Her lips moved to form words, but no sound emerged, and her eyes widened. She knew something was wrong. She looked down at herself, her blond hair sliding forward over her shoulder as she took in the extent of her nonexistence. And when she lifted her head to face me, tears sparkled in her eyes. She took a deep breath and straightened her shoulders before raising her hand slowly and turning it palm out. Stop… or good-bye.
“No!” I moved closer to her, within touching distance. “You have to do something.” I'd never felt more helpless in my life. I couldn't do anything to help her. Then a flash of brilliance — or utter idiocy — struck. “Claim me again.” A stronger tie to me, one with a firmly held position smack in between the living and the dead, might help, even if it was only reinforcing a connection that already existed. I refused to blink, my eyes burning with the effort, as though my gaze would hold her here. “Claim me again,” I repeated, hearing the plea in my voice and praying she could, too.

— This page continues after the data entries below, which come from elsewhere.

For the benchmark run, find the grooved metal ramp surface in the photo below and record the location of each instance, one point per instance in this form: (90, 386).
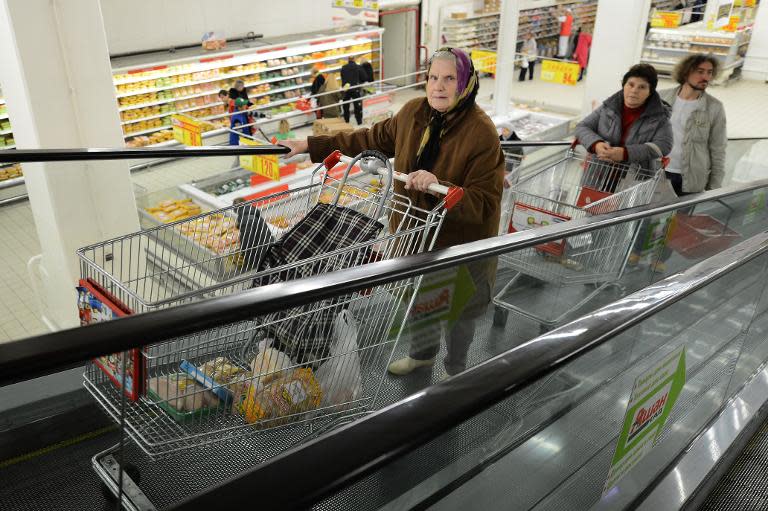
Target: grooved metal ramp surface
(745, 486)
(60, 478)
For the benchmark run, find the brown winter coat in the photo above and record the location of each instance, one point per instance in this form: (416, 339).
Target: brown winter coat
(470, 157)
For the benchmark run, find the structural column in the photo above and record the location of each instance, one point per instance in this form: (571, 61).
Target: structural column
(617, 44)
(505, 56)
(56, 76)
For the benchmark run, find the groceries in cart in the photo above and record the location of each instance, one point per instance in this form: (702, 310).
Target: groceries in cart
(310, 366)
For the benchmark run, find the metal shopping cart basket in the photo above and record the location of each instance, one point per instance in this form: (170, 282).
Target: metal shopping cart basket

Her gaze met mine and held it as she said the words. I still couldn't hear her, but I caught a few of the words on her lips. “Will Killian.” And then last, so slowly that there was no doubt what she was saying. “Mine.” Tears slipped down her face, and I knew that no matter what differences there were between us, this wasn't the way either of us wanted it to end.
She closed her eyes and repeated the words over and over again, just as I had earlier.
The air around her wavered, like when you open the door to a car that's been closed up for hours on a hot summer day. And then suddenly she was there… fully there.
I reached out for her hand at the same time she grabbed for mine. We moved toward each other, narrowly avoiding banging heads in our hurry. She wrapped her arms around me, and I buried my face against the side of her warm neck and in her hair. I could feel her trembling… or maybe it was me.
“It's okay. You're okay,” I murmured against her skin, but I wasn't sure which one of us I was talking to. Maybe both of us.
“You're right. I think he's crazy,” I heard one of the tennis court kids declare loudly in a tone that suggested a great debate had been resolved. And for once in my life, I did not care in the least.